You are viewing a plain text version of this content. The canonical link for it is here.
Posted to dev@nutch.apache.org by Vijith <vi...@gmail.com> on 2012/08/30 08:14:31 UTC

Need some directions

Hi all,

I am new to dev... I am working on NUTCH-1150...
I would like to get some directions before I can start... Right now I am
going through the Fetcher.java code...

-- 
*. . . . . thanks & regards*
*
*
*Vijith V.*

Re: Need some directions

Posted by Lewis John Mcgibbney <le...@gmail.com>.
Hi Vijith,

This is very welcome thanks for the interest in developing Nutch.

I would suggest you comment directly on this issue with your thoughts,
that way we can keep a log of who is doing what.

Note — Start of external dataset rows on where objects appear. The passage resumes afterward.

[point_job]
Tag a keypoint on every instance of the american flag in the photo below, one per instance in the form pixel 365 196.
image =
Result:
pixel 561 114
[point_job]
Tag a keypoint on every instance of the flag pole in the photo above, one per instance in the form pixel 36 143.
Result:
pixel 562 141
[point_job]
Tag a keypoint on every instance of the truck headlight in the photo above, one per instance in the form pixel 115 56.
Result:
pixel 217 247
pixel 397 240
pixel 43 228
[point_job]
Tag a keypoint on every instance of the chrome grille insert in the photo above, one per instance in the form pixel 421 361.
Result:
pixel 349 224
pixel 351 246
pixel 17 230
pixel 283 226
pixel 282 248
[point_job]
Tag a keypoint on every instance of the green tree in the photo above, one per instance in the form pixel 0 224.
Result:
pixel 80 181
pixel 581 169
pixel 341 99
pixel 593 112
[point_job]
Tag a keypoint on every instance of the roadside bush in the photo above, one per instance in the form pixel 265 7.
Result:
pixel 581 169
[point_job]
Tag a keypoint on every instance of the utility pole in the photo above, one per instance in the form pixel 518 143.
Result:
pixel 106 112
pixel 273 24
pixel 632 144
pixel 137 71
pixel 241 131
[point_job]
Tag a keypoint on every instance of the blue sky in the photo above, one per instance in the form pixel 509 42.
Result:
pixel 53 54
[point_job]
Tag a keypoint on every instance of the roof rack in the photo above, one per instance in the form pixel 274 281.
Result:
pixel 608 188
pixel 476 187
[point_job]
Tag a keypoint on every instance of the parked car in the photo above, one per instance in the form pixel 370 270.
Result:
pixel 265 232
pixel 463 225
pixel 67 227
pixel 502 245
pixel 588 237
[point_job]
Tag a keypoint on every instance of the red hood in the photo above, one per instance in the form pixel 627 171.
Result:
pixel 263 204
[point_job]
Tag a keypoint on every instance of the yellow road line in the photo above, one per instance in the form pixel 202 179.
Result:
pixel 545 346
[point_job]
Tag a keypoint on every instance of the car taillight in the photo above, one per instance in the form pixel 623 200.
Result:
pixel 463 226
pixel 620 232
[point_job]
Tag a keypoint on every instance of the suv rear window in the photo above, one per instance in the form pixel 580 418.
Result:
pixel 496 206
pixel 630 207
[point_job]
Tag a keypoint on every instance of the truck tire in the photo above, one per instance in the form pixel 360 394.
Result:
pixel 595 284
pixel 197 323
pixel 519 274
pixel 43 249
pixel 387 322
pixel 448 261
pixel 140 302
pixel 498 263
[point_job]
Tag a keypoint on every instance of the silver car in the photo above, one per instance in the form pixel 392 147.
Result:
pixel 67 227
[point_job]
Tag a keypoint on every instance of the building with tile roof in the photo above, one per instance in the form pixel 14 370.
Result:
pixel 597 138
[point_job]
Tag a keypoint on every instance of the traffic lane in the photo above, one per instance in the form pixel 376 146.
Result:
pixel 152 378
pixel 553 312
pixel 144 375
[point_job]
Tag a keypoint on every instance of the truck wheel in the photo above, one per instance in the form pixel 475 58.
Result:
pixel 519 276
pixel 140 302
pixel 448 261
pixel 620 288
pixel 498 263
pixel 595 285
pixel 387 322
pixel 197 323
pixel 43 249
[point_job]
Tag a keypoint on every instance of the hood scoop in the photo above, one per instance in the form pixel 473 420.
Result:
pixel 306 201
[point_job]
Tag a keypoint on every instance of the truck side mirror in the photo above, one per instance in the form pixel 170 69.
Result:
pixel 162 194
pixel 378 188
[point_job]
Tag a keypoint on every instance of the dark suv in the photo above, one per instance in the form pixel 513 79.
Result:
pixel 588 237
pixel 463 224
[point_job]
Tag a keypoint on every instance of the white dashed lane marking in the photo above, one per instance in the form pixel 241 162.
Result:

The issue looks quite an interesting improvement but right now I am
not exactly sure how to solve it. Try braking the Fetcher down into
manageable chunks and understand where the functionality needs to be
implemented to track already parsed redirect URLs.

Lewis

On Thu, Aug 30, 2012 at 7:14 AM, Vijith <vi...@gmail.com> wrote:
> Hi all,
>
> I am new to dev... I am working on NUTCH-1150...
> I would like to get some directions before I can start... Right now I am
> going through the Fetcher.java code...
>
> --
> . . . . . thanks & regards
>
> Vijith V.
>
>



-- 
Lewis

RE: Need some directions

Posted by Markus Jelsma <ma...@openindex.io>.
 
-----Original message-----
> From:Vijith <vi...@gmail.com>
> Sent: Fri 31-Aug-2012 15:44
> To: dev@nutch.apache.org
> Subject: Re: Need some directions
> 
> I have tried running nutch with a sample site with two different urls redirecting to a common resource.
> I could not find any clues, from hadoop.log, where the common resource is parsed multiple times.
> Could some one please explain the exact scenario that creates this bug.

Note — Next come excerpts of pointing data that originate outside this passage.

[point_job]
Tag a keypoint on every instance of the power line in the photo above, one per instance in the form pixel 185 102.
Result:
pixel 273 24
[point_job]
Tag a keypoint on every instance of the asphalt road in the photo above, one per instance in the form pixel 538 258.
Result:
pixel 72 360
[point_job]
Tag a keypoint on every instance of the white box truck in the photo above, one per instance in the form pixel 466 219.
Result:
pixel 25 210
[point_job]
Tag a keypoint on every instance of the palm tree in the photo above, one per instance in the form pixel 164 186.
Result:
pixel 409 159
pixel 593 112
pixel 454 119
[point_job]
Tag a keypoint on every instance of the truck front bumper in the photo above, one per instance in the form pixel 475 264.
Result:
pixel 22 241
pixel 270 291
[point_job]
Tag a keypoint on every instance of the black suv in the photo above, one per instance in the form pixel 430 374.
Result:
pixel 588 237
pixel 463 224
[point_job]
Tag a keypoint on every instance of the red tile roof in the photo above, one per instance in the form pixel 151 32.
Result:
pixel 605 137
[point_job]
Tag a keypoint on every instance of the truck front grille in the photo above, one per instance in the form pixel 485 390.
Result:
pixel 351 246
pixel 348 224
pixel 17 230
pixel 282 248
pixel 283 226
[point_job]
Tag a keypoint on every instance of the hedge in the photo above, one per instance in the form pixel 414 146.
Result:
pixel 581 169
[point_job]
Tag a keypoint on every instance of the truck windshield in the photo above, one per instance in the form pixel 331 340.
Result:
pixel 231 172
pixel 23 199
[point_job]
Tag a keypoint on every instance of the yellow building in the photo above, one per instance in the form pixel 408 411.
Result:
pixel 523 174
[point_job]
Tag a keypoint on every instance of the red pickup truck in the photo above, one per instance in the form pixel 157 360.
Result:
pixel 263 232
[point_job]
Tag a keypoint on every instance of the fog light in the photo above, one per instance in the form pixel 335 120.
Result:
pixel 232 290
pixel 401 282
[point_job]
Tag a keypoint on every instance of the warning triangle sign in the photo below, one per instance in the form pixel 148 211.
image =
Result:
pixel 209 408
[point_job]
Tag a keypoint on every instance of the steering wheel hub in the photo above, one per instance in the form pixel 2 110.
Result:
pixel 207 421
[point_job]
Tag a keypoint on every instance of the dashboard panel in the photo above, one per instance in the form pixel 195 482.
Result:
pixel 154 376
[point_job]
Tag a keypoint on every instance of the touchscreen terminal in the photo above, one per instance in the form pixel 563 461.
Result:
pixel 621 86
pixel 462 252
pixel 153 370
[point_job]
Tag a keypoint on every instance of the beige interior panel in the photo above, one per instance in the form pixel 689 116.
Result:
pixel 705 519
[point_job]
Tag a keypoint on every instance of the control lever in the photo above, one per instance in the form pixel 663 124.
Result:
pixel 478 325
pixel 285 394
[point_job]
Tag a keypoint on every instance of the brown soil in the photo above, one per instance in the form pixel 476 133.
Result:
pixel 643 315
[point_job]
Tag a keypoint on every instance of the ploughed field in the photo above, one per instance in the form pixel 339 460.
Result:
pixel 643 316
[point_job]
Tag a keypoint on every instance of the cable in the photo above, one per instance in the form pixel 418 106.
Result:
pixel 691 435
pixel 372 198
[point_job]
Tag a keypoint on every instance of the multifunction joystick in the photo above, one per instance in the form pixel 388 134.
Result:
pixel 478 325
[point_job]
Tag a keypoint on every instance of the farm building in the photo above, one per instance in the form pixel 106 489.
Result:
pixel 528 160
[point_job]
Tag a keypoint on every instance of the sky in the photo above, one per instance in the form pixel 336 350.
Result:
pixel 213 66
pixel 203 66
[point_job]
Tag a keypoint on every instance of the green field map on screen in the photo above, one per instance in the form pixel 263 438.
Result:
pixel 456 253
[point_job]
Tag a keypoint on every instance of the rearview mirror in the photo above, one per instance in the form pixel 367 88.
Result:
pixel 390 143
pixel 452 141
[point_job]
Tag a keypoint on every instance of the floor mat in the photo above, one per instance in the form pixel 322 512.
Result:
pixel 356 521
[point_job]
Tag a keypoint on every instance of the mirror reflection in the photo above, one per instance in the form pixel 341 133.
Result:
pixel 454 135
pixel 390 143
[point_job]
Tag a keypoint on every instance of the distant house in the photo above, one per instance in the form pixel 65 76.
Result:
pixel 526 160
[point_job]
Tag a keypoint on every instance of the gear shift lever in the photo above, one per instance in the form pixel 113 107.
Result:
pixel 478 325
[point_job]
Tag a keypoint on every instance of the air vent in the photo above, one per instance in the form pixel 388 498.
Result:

In the Jira comment you said it fetched page4 twice now.

> 
> And how does this bug relates to NUTCH-1184 ? 

It relates to 1184 because if URL's in the same fetch list link to a common page, it can be followed.as well.

We solved this issue by keeping a list of crawled URL's in a external bloom filter.

> 
> On Thu, Aug 30, 2012 at 11:44 AM, Vijith <vijithkv.87@gmail.com <ma...@gmail.com> > wrote:
> Hi all, 
> 
> I am new to dev... I am working on NUTCH-1150...
> I would like to get some directions before I can start... Right now I am going through the Fetcher.java code...
> 
> -- 
> . . . . . thanks & regards
> 
> Vijith V.
> 
> 
> 
> 
> 
> -- 
> . . . . . thanks & regards
> 
> Vijith V.
> 
> 
> 

Re: Need some directions

Posted by Vijith <vi...@gmail.com>.
I have tried running nutch with a sample site with two different urls
redirecting to a common resource.
I could not find any clues, from hadoop.log, where the common resource is
parsed multiple times.
Could some one please explain the exact scenario that creates this bug.

And how does this bug relates to NUTCH-1184 ?

On Thu, Aug 30, 2012 at 11:44 AM, Vijith <vi...@gmail.com> wrote:

> Hi all,
>
> I am new to dev... I am working on NUTCH-1150...
> I would like to get some directions before I can start... Right now I am
> going through the Fetcher.java code...
>
> --
> *. . . . . thanks & regards*
> *
> *
> *Vijith V.*
>
>
>


-- 
*. . . . . thanks & regards*
*
*
*Vijith V.*